No mention of sins in the name of Islam, though. That would be disrespectful to The Peacful Religion™.

It would be Divisive™.

Now -- lets review once again the differences between a prison for breakers of the law and a prison for war prisoners... which starts with why and how people got there in the first place.

In a prison for law breakers, we have (1) people who we have probable cause to believe have broken a civil law awiting trial for a constitutionally brief period, or (2) people actually serving sentences after being convicted of breaking a civil law.

In a war prison, we have people who were fighting us in some arena of battle in a war. They are typically held without charge (because we're not talking about people who are there for breaking our civil laws) until the end of the conflict that battle was being fought in.

There is a bit of a difference between these prisoners, and say, German or Japanese prisoners during WWII. Most Germans and Japanese combatants wore the uniforms of their particular service and were easily identifiable as combatants. (that link to the much more eloquent Bill Whittle's essays on the subject)

How many German POWs did we give a fair trial to and send back home when they were found guilty of nothing but fighting for the other side? ????!!!

To hear the Left talk (now even through AmLeftsty International), we rounded up a bunch of innocent Afghan citizens illegally and shuttled them off to a Cuban Gulag for indefinite interment without charging them with some civil offense.

But that's not it at all. Instead of killing these folks on the battlefield in a war -- which nobody would have complained about -- we kept them alive and in what amounts to a POW camp.

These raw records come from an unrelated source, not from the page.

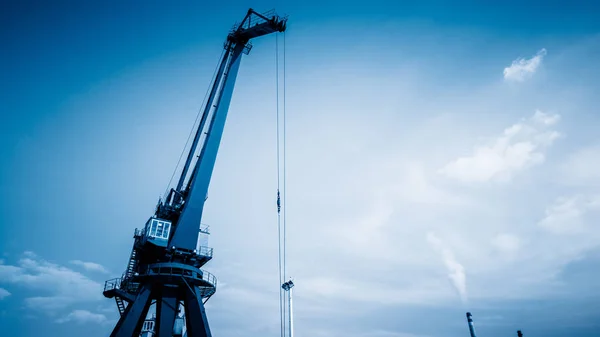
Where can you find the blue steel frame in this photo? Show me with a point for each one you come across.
(171, 275)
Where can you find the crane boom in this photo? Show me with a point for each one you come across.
(164, 269)
(185, 233)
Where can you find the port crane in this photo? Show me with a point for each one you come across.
(165, 264)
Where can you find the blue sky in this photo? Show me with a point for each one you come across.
(442, 158)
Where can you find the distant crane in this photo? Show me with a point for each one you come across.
(165, 261)
(287, 286)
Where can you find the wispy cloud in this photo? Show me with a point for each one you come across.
(4, 293)
(61, 286)
(90, 266)
(566, 215)
(520, 146)
(581, 167)
(522, 69)
(456, 271)
(507, 243)
(83, 317)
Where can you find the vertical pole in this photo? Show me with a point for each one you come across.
(290, 313)
(471, 327)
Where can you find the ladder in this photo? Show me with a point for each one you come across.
(132, 264)
(120, 304)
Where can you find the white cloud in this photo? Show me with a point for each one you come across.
(520, 146)
(581, 167)
(567, 214)
(4, 293)
(522, 69)
(59, 286)
(90, 266)
(83, 317)
(456, 271)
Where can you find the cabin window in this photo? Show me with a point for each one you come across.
(158, 229)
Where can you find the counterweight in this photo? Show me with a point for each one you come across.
(164, 265)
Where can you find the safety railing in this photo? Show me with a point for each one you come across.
(112, 284)
(169, 270)
(121, 283)
(204, 251)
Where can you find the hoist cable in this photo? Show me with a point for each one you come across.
(281, 312)
(284, 187)
(213, 82)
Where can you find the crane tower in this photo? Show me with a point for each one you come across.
(165, 261)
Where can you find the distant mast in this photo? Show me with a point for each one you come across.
(470, 321)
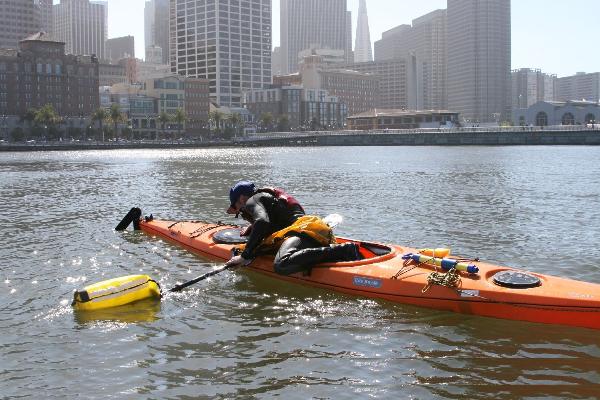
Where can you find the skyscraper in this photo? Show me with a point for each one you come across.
(121, 47)
(18, 20)
(530, 86)
(312, 24)
(82, 25)
(46, 19)
(362, 48)
(423, 46)
(227, 42)
(156, 27)
(479, 59)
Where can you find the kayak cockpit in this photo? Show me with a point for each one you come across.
(368, 250)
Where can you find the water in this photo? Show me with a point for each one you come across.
(241, 335)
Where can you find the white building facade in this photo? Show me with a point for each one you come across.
(479, 59)
(82, 25)
(305, 24)
(227, 42)
(552, 113)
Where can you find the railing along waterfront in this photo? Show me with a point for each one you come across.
(480, 129)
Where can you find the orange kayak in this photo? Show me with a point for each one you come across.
(400, 274)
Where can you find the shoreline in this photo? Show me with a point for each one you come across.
(456, 137)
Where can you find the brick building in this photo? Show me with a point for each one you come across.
(40, 73)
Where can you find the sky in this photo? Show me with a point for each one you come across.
(557, 36)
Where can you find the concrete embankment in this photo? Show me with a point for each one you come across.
(514, 137)
(436, 138)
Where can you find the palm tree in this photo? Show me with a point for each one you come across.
(116, 116)
(47, 117)
(266, 120)
(28, 117)
(180, 118)
(215, 117)
(236, 122)
(283, 123)
(100, 115)
(163, 118)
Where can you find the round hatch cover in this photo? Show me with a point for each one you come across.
(229, 236)
(516, 280)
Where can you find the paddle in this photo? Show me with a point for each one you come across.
(132, 216)
(332, 220)
(182, 286)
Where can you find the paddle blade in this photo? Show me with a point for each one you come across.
(132, 216)
(333, 220)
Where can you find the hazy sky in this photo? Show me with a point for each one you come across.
(556, 36)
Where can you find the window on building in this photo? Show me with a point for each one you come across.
(541, 119)
(590, 119)
(568, 119)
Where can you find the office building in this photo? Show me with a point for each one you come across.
(111, 74)
(299, 107)
(227, 42)
(387, 48)
(154, 55)
(362, 49)
(156, 28)
(41, 73)
(552, 113)
(358, 91)
(479, 40)
(46, 18)
(82, 25)
(402, 119)
(530, 86)
(394, 82)
(121, 47)
(18, 20)
(423, 46)
(197, 105)
(276, 62)
(305, 24)
(581, 86)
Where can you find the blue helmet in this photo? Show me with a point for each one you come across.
(241, 188)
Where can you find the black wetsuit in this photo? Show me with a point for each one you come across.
(298, 252)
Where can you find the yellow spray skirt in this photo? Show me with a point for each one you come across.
(116, 292)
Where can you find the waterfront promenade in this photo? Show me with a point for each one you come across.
(477, 136)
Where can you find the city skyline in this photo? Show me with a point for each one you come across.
(564, 57)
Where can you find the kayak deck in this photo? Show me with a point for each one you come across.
(386, 275)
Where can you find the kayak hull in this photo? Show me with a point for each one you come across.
(385, 275)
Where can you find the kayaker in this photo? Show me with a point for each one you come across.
(279, 223)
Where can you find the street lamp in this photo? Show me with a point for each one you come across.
(81, 129)
(4, 127)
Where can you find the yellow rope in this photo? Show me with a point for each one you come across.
(451, 279)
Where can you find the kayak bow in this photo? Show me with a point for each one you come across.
(478, 288)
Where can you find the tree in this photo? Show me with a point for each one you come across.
(100, 115)
(236, 121)
(116, 116)
(266, 121)
(47, 117)
(29, 118)
(215, 118)
(163, 118)
(283, 123)
(180, 118)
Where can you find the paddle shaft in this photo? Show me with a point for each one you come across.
(335, 220)
(182, 286)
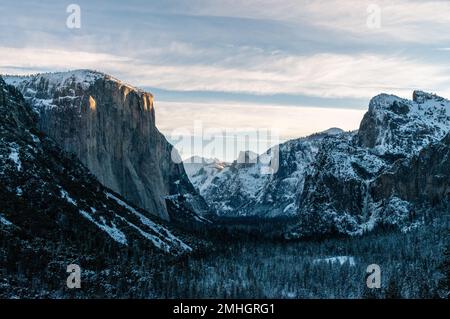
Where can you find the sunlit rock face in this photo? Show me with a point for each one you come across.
(110, 127)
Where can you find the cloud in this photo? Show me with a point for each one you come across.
(320, 75)
(404, 20)
(289, 121)
(233, 128)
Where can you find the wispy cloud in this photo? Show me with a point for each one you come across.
(323, 75)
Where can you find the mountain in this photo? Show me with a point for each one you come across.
(244, 189)
(349, 183)
(110, 127)
(48, 193)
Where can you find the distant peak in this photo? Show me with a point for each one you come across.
(421, 96)
(333, 131)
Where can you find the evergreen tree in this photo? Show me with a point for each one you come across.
(445, 268)
(393, 290)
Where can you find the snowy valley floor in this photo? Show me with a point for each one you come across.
(332, 268)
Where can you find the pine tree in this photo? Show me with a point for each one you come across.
(393, 290)
(445, 268)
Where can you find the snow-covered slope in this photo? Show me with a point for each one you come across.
(328, 181)
(110, 127)
(396, 126)
(243, 188)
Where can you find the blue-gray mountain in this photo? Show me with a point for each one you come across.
(345, 182)
(110, 127)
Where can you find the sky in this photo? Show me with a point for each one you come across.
(294, 67)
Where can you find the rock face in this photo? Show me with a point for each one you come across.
(244, 189)
(422, 178)
(110, 127)
(348, 182)
(47, 194)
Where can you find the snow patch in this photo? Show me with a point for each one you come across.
(15, 157)
(341, 260)
(112, 231)
(65, 195)
(4, 221)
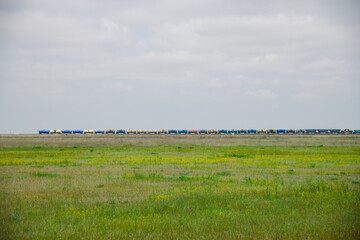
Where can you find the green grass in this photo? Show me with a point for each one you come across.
(180, 192)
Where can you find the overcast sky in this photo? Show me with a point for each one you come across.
(179, 64)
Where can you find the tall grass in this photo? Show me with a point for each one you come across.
(180, 192)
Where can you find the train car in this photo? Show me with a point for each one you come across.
(222, 131)
(252, 131)
(323, 131)
(311, 131)
(162, 131)
(152, 131)
(182, 131)
(66, 131)
(290, 131)
(346, 131)
(242, 131)
(193, 131)
(335, 131)
(78, 131)
(280, 131)
(202, 131)
(213, 131)
(271, 131)
(261, 131)
(141, 131)
(44, 131)
(300, 131)
(131, 131)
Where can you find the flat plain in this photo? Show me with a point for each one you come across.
(179, 187)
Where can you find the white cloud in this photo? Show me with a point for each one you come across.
(211, 52)
(263, 94)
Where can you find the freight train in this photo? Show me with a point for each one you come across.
(205, 131)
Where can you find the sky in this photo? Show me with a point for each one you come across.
(169, 64)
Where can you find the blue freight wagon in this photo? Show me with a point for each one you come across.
(252, 131)
(242, 131)
(280, 131)
(44, 131)
(182, 131)
(222, 131)
(202, 131)
(78, 131)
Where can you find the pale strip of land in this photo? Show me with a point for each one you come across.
(31, 140)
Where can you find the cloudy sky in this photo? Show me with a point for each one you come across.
(179, 64)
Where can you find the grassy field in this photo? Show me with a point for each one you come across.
(187, 187)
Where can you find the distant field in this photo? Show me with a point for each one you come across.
(157, 140)
(179, 187)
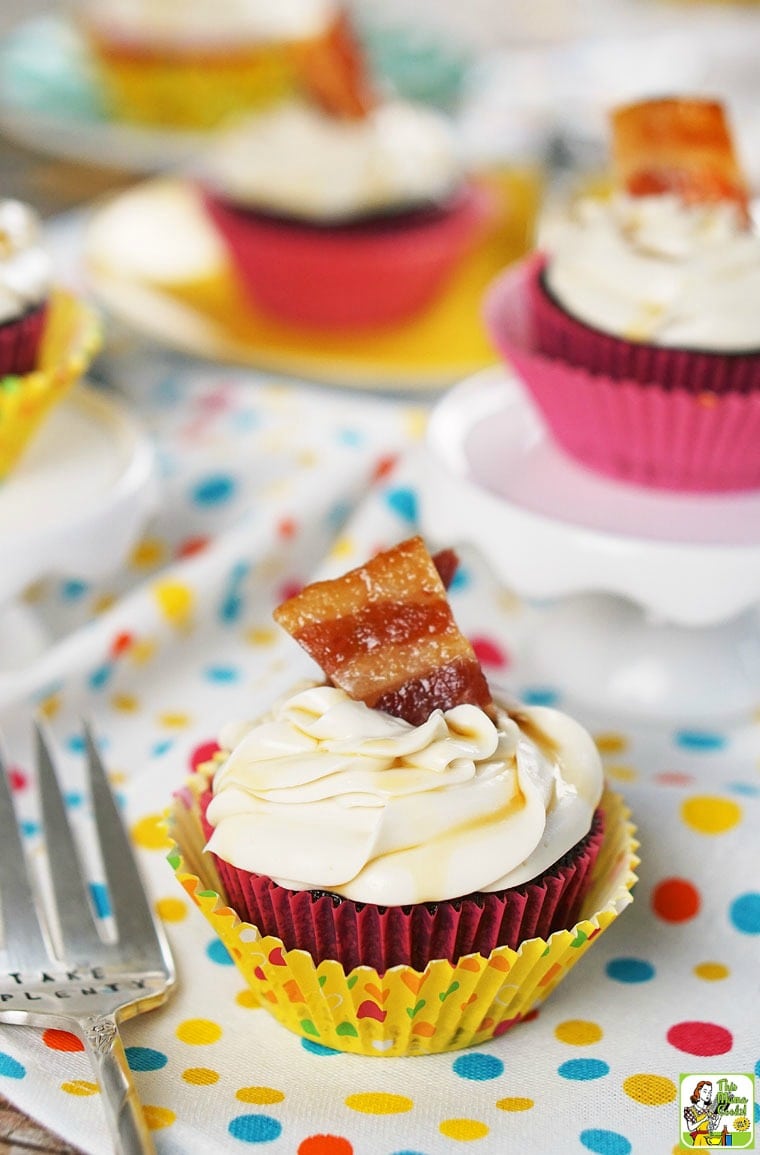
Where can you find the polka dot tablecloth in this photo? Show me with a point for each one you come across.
(263, 486)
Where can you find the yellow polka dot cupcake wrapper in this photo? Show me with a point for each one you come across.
(71, 340)
(404, 1011)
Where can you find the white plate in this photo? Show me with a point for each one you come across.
(550, 527)
(75, 503)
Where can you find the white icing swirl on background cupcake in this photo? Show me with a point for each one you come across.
(327, 794)
(298, 161)
(25, 267)
(653, 269)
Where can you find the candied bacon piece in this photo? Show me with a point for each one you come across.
(385, 633)
(677, 146)
(334, 72)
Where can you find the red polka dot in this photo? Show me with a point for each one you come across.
(17, 779)
(61, 1041)
(120, 643)
(192, 545)
(700, 1038)
(675, 900)
(489, 653)
(325, 1145)
(385, 466)
(202, 753)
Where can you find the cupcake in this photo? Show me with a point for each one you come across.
(342, 210)
(25, 274)
(633, 328)
(191, 64)
(397, 834)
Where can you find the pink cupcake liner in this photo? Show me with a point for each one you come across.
(646, 433)
(565, 337)
(328, 926)
(20, 341)
(349, 277)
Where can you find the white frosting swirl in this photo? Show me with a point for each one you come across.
(653, 269)
(327, 794)
(25, 267)
(296, 159)
(206, 22)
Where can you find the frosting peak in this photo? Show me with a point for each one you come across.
(327, 794)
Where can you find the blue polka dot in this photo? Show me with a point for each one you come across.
(254, 1129)
(222, 673)
(214, 490)
(101, 677)
(318, 1048)
(605, 1142)
(403, 501)
(747, 789)
(10, 1066)
(101, 900)
(745, 913)
(539, 695)
(630, 970)
(700, 739)
(583, 1070)
(477, 1067)
(144, 1058)
(217, 952)
(73, 590)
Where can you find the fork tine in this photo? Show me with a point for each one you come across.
(141, 937)
(23, 936)
(80, 938)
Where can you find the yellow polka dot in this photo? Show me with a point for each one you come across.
(709, 814)
(578, 1033)
(200, 1077)
(150, 833)
(652, 1090)
(379, 1103)
(174, 601)
(464, 1130)
(259, 1095)
(712, 971)
(610, 743)
(125, 703)
(199, 1031)
(171, 910)
(173, 721)
(148, 552)
(621, 773)
(260, 635)
(157, 1117)
(142, 650)
(80, 1087)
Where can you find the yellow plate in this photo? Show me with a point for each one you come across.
(154, 261)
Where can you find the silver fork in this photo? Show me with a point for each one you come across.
(60, 970)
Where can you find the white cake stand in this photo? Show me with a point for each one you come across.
(654, 595)
(72, 508)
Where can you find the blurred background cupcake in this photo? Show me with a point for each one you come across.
(342, 209)
(634, 328)
(191, 64)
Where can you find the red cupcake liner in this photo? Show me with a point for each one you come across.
(329, 926)
(649, 434)
(349, 277)
(563, 336)
(20, 341)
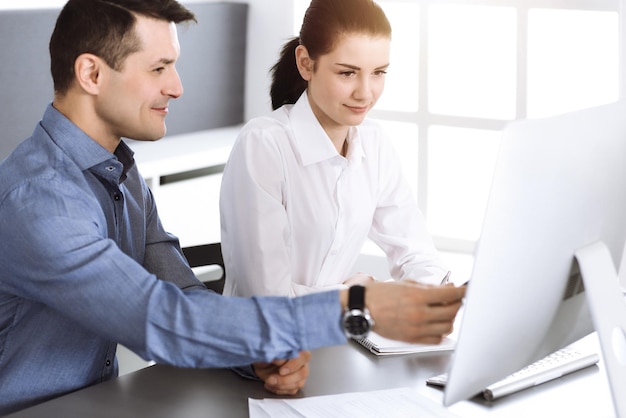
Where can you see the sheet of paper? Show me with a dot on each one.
(393, 403)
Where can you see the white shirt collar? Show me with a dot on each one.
(312, 142)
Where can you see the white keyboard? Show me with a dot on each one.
(555, 365)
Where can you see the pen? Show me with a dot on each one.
(445, 279)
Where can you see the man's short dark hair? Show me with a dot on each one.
(104, 28)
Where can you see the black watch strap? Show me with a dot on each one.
(356, 297)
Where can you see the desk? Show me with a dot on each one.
(163, 391)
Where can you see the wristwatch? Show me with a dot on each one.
(356, 320)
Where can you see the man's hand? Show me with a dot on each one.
(412, 312)
(284, 377)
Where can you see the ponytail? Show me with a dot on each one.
(287, 84)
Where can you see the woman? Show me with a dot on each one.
(305, 186)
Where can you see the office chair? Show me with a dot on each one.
(207, 255)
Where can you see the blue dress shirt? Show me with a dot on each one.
(85, 264)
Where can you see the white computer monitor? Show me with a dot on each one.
(559, 186)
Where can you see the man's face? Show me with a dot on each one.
(133, 102)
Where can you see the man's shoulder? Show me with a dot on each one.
(34, 160)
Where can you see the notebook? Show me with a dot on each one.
(382, 346)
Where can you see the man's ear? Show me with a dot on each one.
(87, 68)
(304, 62)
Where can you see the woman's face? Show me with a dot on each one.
(344, 84)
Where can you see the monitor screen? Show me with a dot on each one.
(559, 186)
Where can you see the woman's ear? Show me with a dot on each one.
(304, 62)
(87, 68)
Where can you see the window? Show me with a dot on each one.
(461, 70)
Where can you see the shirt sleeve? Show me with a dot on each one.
(399, 228)
(254, 222)
(59, 257)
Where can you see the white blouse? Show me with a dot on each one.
(295, 213)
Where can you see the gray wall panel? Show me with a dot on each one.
(211, 66)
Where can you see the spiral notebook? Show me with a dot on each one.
(382, 346)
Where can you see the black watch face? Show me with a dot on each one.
(356, 325)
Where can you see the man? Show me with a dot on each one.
(86, 263)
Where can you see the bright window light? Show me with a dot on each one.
(472, 61)
(572, 60)
(460, 167)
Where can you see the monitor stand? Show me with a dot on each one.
(608, 312)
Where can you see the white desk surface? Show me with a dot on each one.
(180, 153)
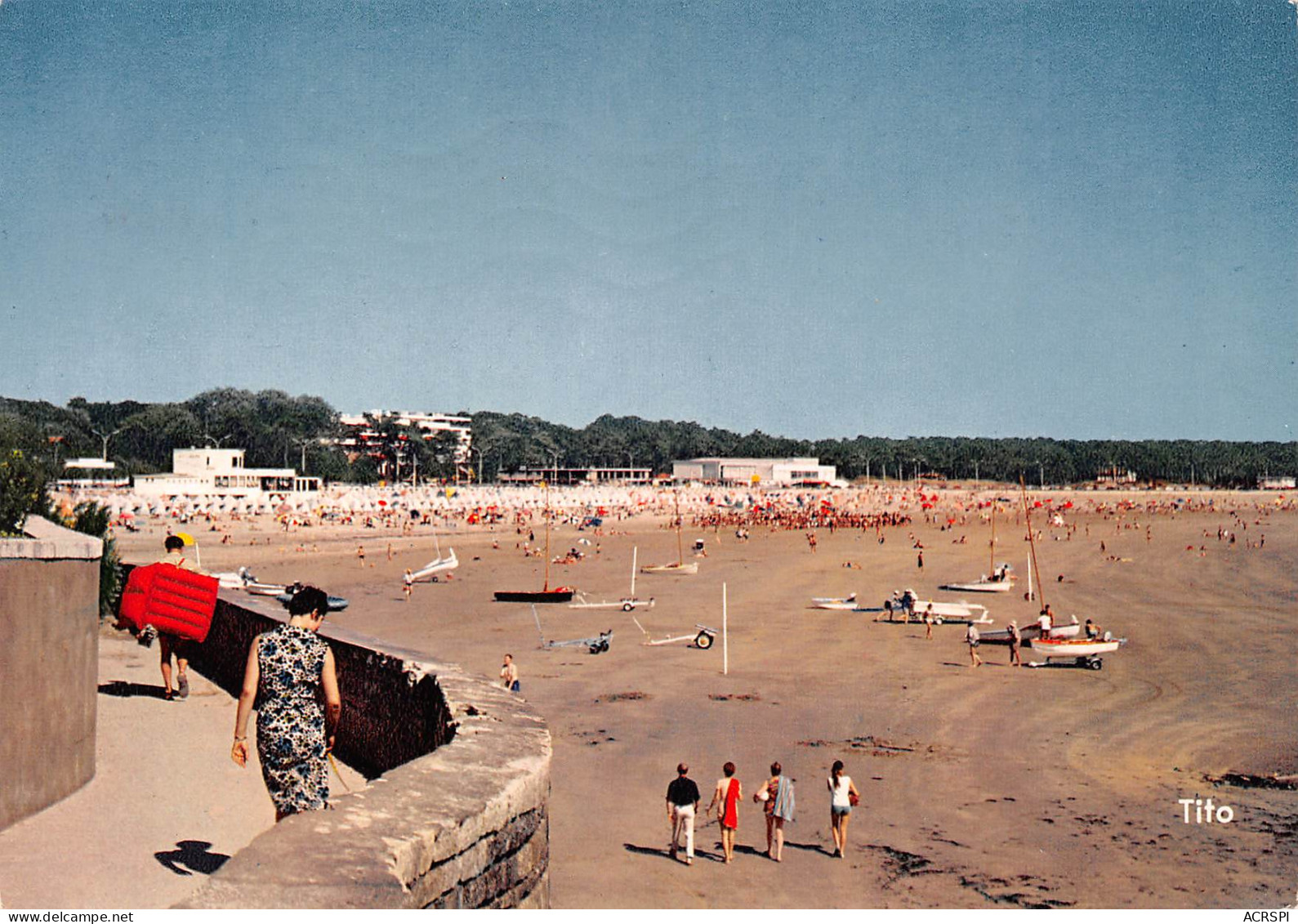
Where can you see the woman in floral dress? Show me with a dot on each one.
(287, 672)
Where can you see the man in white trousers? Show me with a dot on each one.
(682, 806)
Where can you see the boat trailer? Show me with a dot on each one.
(596, 644)
(703, 639)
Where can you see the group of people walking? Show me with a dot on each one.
(775, 797)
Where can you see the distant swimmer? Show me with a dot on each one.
(972, 639)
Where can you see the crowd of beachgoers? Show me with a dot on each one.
(701, 507)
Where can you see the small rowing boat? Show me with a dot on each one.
(1029, 632)
(943, 611)
(1086, 652)
(848, 602)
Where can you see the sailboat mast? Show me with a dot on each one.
(546, 538)
(991, 571)
(1033, 544)
(680, 553)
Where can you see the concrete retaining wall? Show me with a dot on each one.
(454, 816)
(48, 666)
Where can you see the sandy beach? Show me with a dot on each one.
(982, 788)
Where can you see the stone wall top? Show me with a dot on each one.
(48, 540)
(457, 815)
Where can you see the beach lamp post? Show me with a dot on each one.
(107, 438)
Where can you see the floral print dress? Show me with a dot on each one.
(291, 719)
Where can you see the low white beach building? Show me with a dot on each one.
(755, 471)
(221, 473)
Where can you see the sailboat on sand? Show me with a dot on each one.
(546, 595)
(996, 580)
(679, 566)
(626, 604)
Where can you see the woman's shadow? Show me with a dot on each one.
(192, 855)
(123, 688)
(666, 855)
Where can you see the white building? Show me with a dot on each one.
(222, 473)
(755, 471)
(363, 435)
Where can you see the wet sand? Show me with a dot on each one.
(982, 788)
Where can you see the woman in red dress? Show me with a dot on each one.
(726, 800)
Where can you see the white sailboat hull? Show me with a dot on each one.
(1028, 633)
(436, 566)
(678, 569)
(1073, 648)
(947, 611)
(983, 586)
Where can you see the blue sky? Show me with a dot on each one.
(817, 220)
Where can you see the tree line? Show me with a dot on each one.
(278, 430)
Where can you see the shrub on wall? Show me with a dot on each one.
(92, 520)
(22, 491)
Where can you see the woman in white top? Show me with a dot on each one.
(841, 789)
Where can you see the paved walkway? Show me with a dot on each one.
(165, 809)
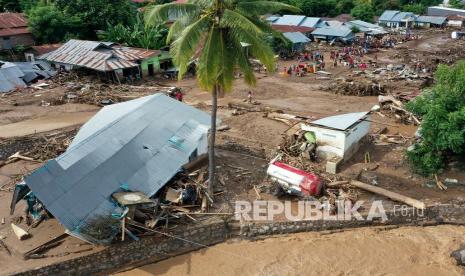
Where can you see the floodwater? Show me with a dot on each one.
(370, 251)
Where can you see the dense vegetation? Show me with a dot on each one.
(58, 20)
(443, 127)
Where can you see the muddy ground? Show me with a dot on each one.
(370, 251)
(253, 138)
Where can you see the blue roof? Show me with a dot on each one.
(137, 145)
(341, 122)
(388, 15)
(290, 20)
(438, 20)
(340, 31)
(296, 37)
(311, 22)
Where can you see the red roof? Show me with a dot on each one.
(287, 28)
(13, 24)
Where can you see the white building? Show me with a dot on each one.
(339, 135)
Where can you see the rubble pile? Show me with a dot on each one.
(393, 108)
(38, 147)
(356, 87)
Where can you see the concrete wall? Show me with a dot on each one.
(154, 249)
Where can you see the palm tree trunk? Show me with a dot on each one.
(211, 144)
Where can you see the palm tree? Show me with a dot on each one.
(213, 31)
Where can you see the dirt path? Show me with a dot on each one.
(45, 123)
(403, 251)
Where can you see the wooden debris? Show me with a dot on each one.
(20, 233)
(394, 196)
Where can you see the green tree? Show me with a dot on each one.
(442, 109)
(96, 14)
(363, 11)
(49, 25)
(213, 31)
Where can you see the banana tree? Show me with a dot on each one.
(213, 31)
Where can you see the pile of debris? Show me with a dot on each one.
(357, 87)
(37, 147)
(394, 108)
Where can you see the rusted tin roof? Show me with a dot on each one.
(46, 48)
(96, 55)
(13, 24)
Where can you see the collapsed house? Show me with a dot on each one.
(15, 75)
(108, 60)
(332, 34)
(298, 40)
(368, 29)
(14, 31)
(397, 19)
(340, 135)
(123, 156)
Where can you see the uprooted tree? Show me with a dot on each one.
(442, 109)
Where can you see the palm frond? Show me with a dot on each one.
(185, 46)
(236, 21)
(162, 13)
(256, 8)
(210, 67)
(259, 48)
(243, 62)
(178, 26)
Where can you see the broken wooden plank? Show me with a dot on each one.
(394, 196)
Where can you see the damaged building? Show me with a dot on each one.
(123, 156)
(17, 75)
(108, 60)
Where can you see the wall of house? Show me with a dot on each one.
(455, 23)
(8, 42)
(335, 139)
(354, 136)
(155, 61)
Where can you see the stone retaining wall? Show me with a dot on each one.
(150, 250)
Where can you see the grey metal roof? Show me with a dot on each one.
(341, 122)
(400, 17)
(290, 20)
(11, 77)
(96, 55)
(341, 31)
(438, 20)
(361, 23)
(296, 37)
(138, 145)
(311, 22)
(388, 15)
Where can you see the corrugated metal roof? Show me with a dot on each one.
(290, 20)
(310, 22)
(13, 24)
(290, 29)
(100, 56)
(341, 122)
(139, 144)
(400, 17)
(296, 37)
(340, 31)
(388, 15)
(11, 77)
(438, 20)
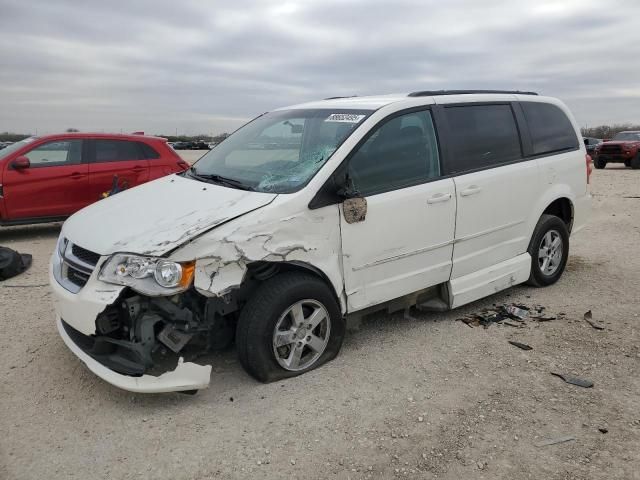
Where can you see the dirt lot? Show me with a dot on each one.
(426, 397)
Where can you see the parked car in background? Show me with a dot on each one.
(624, 147)
(313, 214)
(48, 178)
(590, 143)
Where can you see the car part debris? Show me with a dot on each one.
(522, 346)
(505, 314)
(588, 317)
(555, 441)
(13, 263)
(574, 380)
(517, 311)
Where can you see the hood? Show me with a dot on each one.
(156, 217)
(619, 142)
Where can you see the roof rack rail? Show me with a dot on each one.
(434, 93)
(336, 98)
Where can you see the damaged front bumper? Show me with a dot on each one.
(76, 315)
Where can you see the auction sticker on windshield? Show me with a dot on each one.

By all rights, they should be dead.

Does it justify torture? No. Not in and of itself. Does anything justify torture? I'll leave that as a grey area, since I do live in the Real Real World where you might need to get information from someone to save the lives of hundreds or thousands or millions...

But, except for a few highly publicized incidents, by and large we're treating these people pretty well for folks we could have killed. 68,000 prisoners, most of whom have been set free. 325 investigations into alleged abuse. 100 confirmed cases of some sort of wrong-doing). Perfect record? No. Who has one? Gulag? Take the tinfoil off your head and join the real world.

These are not jaywalkers or speed-limit violators. These are people who joined an army that has vowed to kill YOU if at all possible, and they won't discriminate between Kerry voters and Bush voters. Hell, they'll even kill you if you're Islamic if it suits their cause.

But let's let them all go. That way, when one of them turns up as a suicide bomber on a subway in New York, all the Lefties can point at the Bush administration and say "we had him and Bush let him go". Because as we should all know by now, everything bad is Bush's fault.

The US isn't perfect. Nobody is. But this constant assault on it is painting a hugely distorted view of what's going on. How 'bout a little balance?